What the ...!

iVillage Member
Registered: 02-21-2004
What the ...!
2
Sun, 03-21-2004 - 5:03am
Help me out with this one folks. My DH has been a real jerk for the last month. Refuses to keep up with his stuff around the house and calls names/threatens divorce whenever I ask him to. Flips out when I wake him up to watch our 4YO (he works nights). Has threatened to throw things at me. Is being physical with our son. Typical stuff he has done on several occasions in the past, though certainly from an emotional aspect things are much worse than they have ever been.

I've spent the last month figuring out how I would handle being a single mother of three.

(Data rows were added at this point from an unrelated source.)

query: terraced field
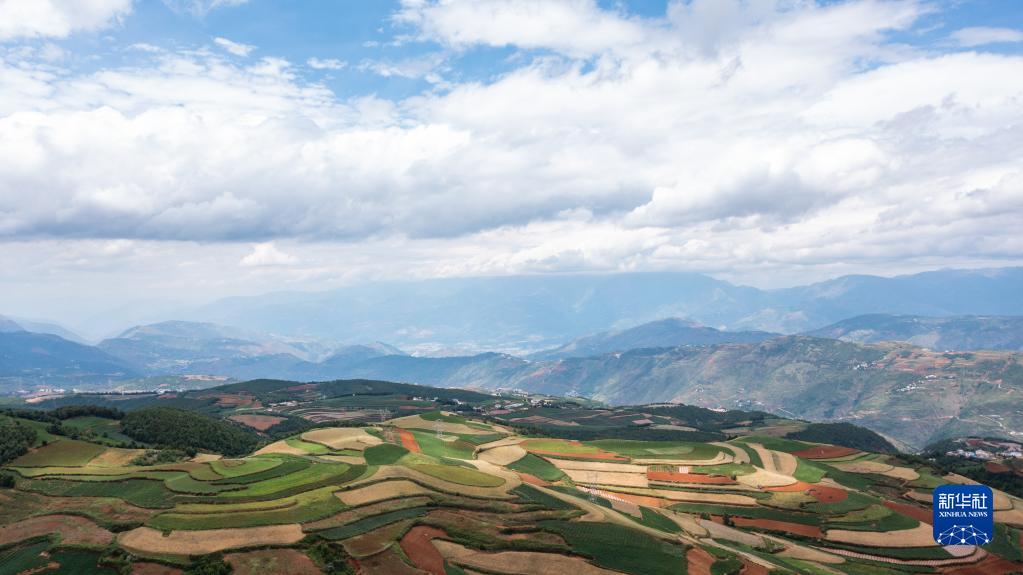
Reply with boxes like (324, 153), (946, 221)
(0, 412), (1023, 575)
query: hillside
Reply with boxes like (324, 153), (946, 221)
(97, 321), (402, 380)
(0, 396), (1023, 575)
(0, 331), (138, 391)
(807, 313), (1023, 351)
(529, 317), (777, 360)
(173, 268), (1023, 355)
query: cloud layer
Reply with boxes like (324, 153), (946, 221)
(0, 0), (1023, 315)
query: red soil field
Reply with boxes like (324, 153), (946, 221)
(131, 563), (184, 575)
(400, 525), (447, 575)
(944, 556), (1023, 575)
(739, 561), (770, 575)
(984, 461), (1013, 473)
(601, 491), (673, 507)
(885, 501), (934, 525)
(685, 547), (714, 575)
(792, 445), (859, 459)
(647, 470), (736, 485)
(526, 448), (628, 461)
(398, 430), (422, 453)
(731, 517), (825, 538)
(515, 472), (550, 487)
(228, 415), (284, 431)
(764, 481), (849, 503)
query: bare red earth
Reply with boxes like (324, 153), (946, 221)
(400, 525), (447, 575)
(792, 445), (859, 459)
(764, 481), (849, 503)
(739, 561), (770, 575)
(984, 461), (1013, 473)
(647, 470), (736, 485)
(944, 555), (1023, 575)
(731, 517), (824, 539)
(885, 501), (934, 525)
(685, 547), (714, 575)
(527, 448), (628, 461)
(398, 430), (422, 453)
(515, 472), (550, 487)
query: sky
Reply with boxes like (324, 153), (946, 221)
(0, 0), (1023, 322)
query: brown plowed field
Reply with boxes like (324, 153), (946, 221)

Now, all of the sudden he's decided he "doesn't want to divorce." Wants to make up (have sex, that's my interpretation) Agrees to talk about "our problems" but gets pissed when I point out that he has been nasty and abusive, AGAIN. Seems like he wants me to just forget it and get on with things. I really don't want to this time.

What's up with that?

iVillage Member
Registered: 03-06-2004
In reply to: mgnorth
Sun, 03-21-2004 - 8:57am
It's a cycle watch for the repetition. He'll be nice for awhile, than he won't be as nice but not mean, then he'll start being mean agian, then fight, then nice again. I don't know if this is what you mean but that what it seems to me, I just know from personal experience.
iVillage Member
Registered: 05-28-2003
In reply to: mgnorth
Sun, 03-21-2004 - 9:35am
I agree, it's part of the cycle, and he probably wants something from you. In my experience it's either sex or to stay married. My X still does the same thing. He called last night and apologized for "losing his temper" so many times while we were married, and said that if I ever wanted to talk then I should give him a call. I'm assuming his biggest reasons for this are 1) he can't currently find a woman willing to date him and 2) he has realized how different military life is for the single vs. the married with a family. He lost a LOT of benefits, gets called for duty at the last minute (since he's single he doesn't need as long as notice as someone with a family), and gets sent overseas frequently. So his job would be much easier if he could snag me again. However, he's been making these same comments off and on since we got divorced, and when he was visiting in October he was helping me haul some old furniture to good will, and got so pissed off about something trivial he jumped out of my truck while it was driving. Not being married anymore I just made sure the door got shut and kept driving and left him there which actually felt good <>. So he hasn't actually changed, in most cases it's just all part of the cycle.